The period times of all nodes can be used to calculate how fast a generated random number propagates through the network. Consider some random number $r$ that was generated by a node $x$. Assume that some node $y$ is of distance $D = dist(x,y)$ from $y$. Then the value $w$ of $w$ will depend on the $r$ value generated by $x$ only after at least $D$ iterations. (Maybe more, because the periodic ticks of all nodes in the network are not synchronized).

Finally, note that a hash value $H(w)$ at some node $x$ is different from the one at node $y$. If we treat the value $H(w)$ as the "mesh network time", then in some sense every node in the network has a different view of time.

Summary

A node $t$ wants to broadcast a proof that he is alive to all the nodes in a mesh network. We tried different methods to solve this problem: Flooding a signed message, adding in a counter and using a time stamp of a global clock, but we found some flaws in all of those methods.

We introduced a different method to simulate a time stamp using cryptographic hash functions and periodically generated random numbers.

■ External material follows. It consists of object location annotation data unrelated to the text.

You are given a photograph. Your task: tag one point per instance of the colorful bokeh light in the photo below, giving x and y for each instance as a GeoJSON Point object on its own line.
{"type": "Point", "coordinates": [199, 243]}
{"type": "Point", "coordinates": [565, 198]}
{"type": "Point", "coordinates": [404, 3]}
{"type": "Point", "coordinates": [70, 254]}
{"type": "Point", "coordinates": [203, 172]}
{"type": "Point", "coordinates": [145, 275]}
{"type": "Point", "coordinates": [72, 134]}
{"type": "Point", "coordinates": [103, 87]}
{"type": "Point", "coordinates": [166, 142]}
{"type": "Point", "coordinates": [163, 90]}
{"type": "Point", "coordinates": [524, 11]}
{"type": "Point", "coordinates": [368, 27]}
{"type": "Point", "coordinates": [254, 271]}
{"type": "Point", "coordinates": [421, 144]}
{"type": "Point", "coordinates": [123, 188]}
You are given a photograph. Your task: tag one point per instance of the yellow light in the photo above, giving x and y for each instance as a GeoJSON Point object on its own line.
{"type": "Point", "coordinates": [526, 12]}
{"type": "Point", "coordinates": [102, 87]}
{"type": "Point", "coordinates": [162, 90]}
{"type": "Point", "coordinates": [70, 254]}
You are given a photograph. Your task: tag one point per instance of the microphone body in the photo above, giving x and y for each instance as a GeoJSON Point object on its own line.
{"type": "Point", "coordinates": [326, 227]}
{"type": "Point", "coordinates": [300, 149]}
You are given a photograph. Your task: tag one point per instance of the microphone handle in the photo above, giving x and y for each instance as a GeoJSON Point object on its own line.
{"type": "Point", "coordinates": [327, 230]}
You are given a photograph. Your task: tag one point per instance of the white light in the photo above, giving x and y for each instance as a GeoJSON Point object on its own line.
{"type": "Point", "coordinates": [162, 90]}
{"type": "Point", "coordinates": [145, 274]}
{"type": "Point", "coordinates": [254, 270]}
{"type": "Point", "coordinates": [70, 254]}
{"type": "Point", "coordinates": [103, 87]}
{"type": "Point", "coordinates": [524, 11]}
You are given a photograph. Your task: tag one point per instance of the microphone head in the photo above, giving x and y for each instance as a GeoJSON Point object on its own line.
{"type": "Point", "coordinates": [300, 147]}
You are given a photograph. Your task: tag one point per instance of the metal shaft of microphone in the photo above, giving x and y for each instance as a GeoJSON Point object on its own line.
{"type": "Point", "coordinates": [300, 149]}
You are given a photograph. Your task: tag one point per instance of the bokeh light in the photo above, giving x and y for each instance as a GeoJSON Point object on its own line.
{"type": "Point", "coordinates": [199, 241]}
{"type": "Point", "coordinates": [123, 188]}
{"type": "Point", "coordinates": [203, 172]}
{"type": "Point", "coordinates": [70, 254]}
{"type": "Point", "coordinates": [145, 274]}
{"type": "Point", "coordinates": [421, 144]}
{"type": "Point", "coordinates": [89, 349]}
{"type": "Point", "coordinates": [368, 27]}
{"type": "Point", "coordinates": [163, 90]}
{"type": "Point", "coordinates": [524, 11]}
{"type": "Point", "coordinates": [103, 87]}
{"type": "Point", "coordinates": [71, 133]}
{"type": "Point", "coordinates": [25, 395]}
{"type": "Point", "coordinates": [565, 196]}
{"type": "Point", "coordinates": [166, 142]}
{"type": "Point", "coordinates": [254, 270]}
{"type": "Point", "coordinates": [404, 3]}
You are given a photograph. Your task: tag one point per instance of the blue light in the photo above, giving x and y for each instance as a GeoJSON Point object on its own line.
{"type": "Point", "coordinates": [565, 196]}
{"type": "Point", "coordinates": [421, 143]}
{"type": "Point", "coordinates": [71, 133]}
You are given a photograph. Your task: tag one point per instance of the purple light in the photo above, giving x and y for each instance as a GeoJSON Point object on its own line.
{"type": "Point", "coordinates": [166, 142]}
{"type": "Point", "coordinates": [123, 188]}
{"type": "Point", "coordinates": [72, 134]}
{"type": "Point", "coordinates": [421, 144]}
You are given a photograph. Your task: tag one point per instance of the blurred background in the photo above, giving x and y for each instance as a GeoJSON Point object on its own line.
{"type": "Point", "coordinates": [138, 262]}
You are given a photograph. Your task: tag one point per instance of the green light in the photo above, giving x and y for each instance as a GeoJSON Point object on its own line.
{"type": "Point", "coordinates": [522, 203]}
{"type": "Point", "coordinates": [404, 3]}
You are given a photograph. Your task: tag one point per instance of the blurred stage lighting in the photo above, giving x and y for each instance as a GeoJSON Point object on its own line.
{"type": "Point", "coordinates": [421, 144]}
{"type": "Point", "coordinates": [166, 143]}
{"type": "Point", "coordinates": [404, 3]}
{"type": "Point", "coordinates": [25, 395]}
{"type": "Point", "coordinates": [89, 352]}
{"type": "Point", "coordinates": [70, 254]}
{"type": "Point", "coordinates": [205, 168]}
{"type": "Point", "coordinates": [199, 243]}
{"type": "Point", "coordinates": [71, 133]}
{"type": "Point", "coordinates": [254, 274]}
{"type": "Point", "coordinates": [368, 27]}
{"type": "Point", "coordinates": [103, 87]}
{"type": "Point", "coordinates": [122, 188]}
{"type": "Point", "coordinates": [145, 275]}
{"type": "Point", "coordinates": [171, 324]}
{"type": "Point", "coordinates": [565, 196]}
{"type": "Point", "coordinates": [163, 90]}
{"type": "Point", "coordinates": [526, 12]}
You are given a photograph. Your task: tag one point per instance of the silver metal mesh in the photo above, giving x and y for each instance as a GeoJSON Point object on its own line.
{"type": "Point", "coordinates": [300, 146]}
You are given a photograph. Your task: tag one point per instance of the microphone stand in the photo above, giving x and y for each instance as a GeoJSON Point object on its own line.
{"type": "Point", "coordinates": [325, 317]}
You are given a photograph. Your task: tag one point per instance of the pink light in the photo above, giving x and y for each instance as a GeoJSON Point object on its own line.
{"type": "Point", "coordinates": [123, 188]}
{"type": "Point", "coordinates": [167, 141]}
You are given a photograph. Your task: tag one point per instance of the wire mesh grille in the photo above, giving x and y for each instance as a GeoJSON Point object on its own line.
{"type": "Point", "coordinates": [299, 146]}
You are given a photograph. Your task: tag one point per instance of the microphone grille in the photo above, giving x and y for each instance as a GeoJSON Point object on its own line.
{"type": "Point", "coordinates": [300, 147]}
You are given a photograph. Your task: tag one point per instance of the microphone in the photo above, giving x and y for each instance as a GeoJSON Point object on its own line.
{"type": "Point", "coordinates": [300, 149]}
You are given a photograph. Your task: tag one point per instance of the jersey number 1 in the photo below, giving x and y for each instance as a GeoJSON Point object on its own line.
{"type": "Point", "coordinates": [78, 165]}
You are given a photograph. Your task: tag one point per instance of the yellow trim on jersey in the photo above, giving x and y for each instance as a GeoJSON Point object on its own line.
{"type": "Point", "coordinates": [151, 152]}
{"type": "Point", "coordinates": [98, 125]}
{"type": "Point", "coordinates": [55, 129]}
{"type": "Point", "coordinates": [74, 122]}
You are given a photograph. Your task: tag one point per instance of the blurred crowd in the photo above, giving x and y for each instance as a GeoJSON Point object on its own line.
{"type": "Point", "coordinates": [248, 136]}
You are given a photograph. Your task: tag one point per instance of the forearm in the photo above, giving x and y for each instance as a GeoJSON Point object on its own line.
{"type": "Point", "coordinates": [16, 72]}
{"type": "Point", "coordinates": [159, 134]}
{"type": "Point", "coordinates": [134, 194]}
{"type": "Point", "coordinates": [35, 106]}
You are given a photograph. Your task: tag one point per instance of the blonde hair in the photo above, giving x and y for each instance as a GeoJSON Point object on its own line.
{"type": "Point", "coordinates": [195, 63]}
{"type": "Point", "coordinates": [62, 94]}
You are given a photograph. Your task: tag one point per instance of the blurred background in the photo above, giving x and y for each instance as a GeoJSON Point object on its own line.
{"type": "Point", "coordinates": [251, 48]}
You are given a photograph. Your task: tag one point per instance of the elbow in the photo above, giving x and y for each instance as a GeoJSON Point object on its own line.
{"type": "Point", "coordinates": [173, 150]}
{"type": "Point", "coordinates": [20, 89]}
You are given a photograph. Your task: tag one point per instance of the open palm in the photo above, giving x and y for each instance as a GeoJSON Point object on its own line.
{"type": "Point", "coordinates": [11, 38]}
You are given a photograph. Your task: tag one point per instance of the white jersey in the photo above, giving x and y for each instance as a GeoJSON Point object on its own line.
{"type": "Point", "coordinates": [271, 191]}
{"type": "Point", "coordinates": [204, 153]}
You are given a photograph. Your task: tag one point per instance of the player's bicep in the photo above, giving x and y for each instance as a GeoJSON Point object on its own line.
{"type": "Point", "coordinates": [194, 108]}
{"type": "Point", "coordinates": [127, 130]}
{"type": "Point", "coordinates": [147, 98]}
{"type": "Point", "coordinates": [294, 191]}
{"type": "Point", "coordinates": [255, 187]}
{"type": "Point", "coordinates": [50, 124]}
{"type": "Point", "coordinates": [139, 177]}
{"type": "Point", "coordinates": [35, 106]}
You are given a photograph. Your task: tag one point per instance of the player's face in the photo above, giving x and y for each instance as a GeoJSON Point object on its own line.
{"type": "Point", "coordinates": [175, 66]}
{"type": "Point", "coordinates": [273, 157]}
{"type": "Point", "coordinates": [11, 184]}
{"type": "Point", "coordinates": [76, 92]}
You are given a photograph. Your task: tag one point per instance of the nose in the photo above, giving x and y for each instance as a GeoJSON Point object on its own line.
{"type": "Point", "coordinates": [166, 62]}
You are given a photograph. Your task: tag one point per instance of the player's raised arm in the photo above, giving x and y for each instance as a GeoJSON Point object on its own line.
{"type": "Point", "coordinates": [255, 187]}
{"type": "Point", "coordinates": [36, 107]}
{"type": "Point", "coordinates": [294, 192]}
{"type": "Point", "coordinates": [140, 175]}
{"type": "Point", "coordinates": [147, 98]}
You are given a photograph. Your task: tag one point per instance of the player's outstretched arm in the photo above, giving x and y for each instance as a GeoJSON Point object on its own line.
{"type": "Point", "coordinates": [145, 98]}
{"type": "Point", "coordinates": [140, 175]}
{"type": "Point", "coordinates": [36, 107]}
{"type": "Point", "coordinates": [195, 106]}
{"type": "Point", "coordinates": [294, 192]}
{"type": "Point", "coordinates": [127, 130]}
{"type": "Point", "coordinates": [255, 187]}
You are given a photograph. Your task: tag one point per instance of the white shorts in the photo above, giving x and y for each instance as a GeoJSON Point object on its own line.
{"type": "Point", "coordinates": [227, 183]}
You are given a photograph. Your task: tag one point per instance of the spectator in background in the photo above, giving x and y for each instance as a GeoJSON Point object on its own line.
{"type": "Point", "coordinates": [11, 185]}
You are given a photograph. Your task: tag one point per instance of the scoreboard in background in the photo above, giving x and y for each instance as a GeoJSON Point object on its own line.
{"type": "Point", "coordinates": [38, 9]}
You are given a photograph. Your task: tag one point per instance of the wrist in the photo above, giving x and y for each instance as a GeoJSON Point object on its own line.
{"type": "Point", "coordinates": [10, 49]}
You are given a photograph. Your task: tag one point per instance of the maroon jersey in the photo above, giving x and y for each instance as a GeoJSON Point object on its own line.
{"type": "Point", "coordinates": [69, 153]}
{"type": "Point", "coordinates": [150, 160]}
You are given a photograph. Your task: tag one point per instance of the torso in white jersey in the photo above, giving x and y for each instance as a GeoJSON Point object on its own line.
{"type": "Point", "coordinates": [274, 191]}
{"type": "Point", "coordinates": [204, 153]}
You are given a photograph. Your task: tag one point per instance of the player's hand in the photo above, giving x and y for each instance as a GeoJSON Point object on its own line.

A signature of $t$ over that simulated time stamp serves as evidence for each node $x$ in the network that $t$ was alive after a certain moment.

Finally, we showed some ideas to make our algorithm more efficient, by sending shorter messages. We found that messages broadcasted by $t$ could be reduced to be of size $O(d\log{s})$ using Merkle trees, and $O(d)$ using polynomial commitments.